Do It All
- Company type: Public company
- Industry: Retail DIY
- Founded: 1963
- Defunct: 2001
- Fate: Acquired by Focus DIY and absorbed into parent company in 2001.
- Successor: Focus DIY
- Products: DIY Tools Paint and decor Outdoor living Kitchens Bathrooms Gardening
- Parent: WHSmith (100%: 1978–1988, 50%: 1988–1996) Boots Group (50%: 1988–1996, 100%: 1996–1998) Focus DIY (1998–2001)

= Do It All =

British do it yourself and home improvement retailing company

Do It All was a British do it yourself and home improvement retailing company that underwent a number of changes of ownership. In 1998, the business was sold to Focus DIY, which itself entered administration in 2011, with all its stores closing later that year.

==History==
The business can trace its roots to two do it yourself chains, Big K and Calypso. These were bought by LCP (Lunt Comley & Pitt) and traded as LCP Homecentres. In 1978, the business was acquired by WHSmith and renamed W.H. Smith Do It All Limited, trading as WHSmith Do It All.

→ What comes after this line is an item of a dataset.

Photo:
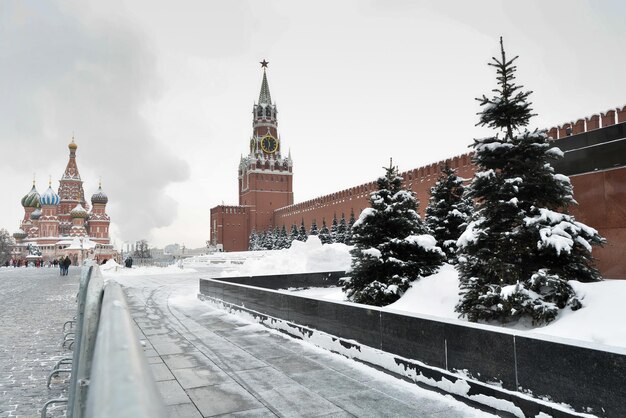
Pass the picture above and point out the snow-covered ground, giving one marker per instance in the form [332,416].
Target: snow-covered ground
[600,320]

Do It All sold a range of over 25,000 DIY products, including paint, wallpaper, tools and power tools, as well as construction materials such as plywood and chipboard. All stores had an inhouse timber cutting service, and all but the smallest had in-store concessions for businesses such as Harris Carpets.

During the 1980s, fierce competition saw the chain struggle. In 1988, it merged with the rival chain Payless DIY, which was owned by the Boots Group. As a result, WHSmith and Boots each owned 50% of the combined group, and the Payless stores were rebranded under the Do It All brand. However, following continued losses, WHSmith sold their share in the company to Boots in 1996 for the token amount of £1.

===Fate===
Boots, wanting to concentrate on its core pharmacy businesses, sold the 139 Do It All stores to Focus DIY in 1998 for £68 million. The stores were initially rebranded under the name Focus Do It All, and later, in 2001, to simply Focus, following the company’s purchase of Great Mills the previous year.

Focus DIY had also acquired Wickes in 2000, and some former Do It All stores were converted to Wickes, mostly in areas felt to be outside the core market. Soon after, the Do It All name disappeared completely.